Discussion and conclusions

The GHQ-12 Spanish version by Rocha et al. (2011) constitutes a valid mental health screening instrument for Colombia. It demonstrates excellent internal consistency, coherent unidimensional factor structure, measurement invariance between clinical and nonclinical samples justifying score comparisons, convergent validity with emotional symptoms and experiential avoidance measures, and adequate criterion validity. Authors acknowledged several limitations: systematic diagnostic information was not collected for clinical participants; some validity aspects were not evaluated such as sensitivity to treatment change; the female-to-male ratio was significantly higher, though mitigated by measurement invariance across genders; finally, ROC curves used clinical versus nonclinical sample membership as criterion rather than a gold standard.

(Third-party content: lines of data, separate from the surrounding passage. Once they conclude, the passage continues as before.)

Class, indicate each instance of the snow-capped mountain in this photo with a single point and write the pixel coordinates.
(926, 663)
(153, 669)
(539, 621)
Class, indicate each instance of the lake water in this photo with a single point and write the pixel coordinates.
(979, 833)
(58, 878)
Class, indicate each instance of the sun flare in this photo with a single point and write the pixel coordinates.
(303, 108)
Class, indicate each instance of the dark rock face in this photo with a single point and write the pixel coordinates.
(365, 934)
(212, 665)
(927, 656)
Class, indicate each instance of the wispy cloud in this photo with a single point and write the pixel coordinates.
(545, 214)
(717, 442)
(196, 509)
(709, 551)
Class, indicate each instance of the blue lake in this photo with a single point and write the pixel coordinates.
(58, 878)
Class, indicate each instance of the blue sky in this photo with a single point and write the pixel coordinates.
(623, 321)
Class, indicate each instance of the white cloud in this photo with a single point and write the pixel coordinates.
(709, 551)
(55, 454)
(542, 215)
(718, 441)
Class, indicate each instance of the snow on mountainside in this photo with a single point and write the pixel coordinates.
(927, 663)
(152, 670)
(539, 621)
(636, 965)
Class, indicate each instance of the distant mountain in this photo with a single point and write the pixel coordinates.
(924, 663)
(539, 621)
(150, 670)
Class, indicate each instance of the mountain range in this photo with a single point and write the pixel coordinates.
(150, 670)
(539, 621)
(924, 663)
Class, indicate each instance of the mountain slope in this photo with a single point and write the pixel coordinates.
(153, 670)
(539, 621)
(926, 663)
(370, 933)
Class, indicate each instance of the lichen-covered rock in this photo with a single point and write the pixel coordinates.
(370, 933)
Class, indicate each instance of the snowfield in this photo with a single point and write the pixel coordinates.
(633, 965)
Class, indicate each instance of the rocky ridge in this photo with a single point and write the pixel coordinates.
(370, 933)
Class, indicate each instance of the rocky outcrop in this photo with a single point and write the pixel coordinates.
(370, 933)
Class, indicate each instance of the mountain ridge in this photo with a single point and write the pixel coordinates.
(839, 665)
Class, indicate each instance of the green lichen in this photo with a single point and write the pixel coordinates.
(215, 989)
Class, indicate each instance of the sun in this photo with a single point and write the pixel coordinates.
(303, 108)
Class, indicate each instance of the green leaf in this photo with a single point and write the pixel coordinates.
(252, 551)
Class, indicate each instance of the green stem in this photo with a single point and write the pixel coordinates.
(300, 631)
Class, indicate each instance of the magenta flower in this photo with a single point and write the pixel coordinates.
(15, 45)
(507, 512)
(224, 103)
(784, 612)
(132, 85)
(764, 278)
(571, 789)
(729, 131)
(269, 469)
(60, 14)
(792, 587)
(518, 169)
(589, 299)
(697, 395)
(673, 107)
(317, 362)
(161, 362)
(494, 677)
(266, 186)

Significance and contribution

This study contributes to cross-cultural validation of the GHQ-12 by providing solid evidence of its validity as a mental health screening instrument in Colombian contexts. By demonstrating measurement invariance between clinical and nonclinical samples and providing empirical cutoff scores specific to the region (11/12 for Likert method, 2/3 for GHQ method), the work extends the applicability of the instrument for screening and clinical assessment in Spanish-speaking populations. Findings regarding unidimensional factor structure and convergent validity with emotional symptoms suggest the GHQ-12 is a transculturally relevant measure for clinical evaluation.

This summary was generated using Artificial Intelligence and may contain errors. Please refer to the original article.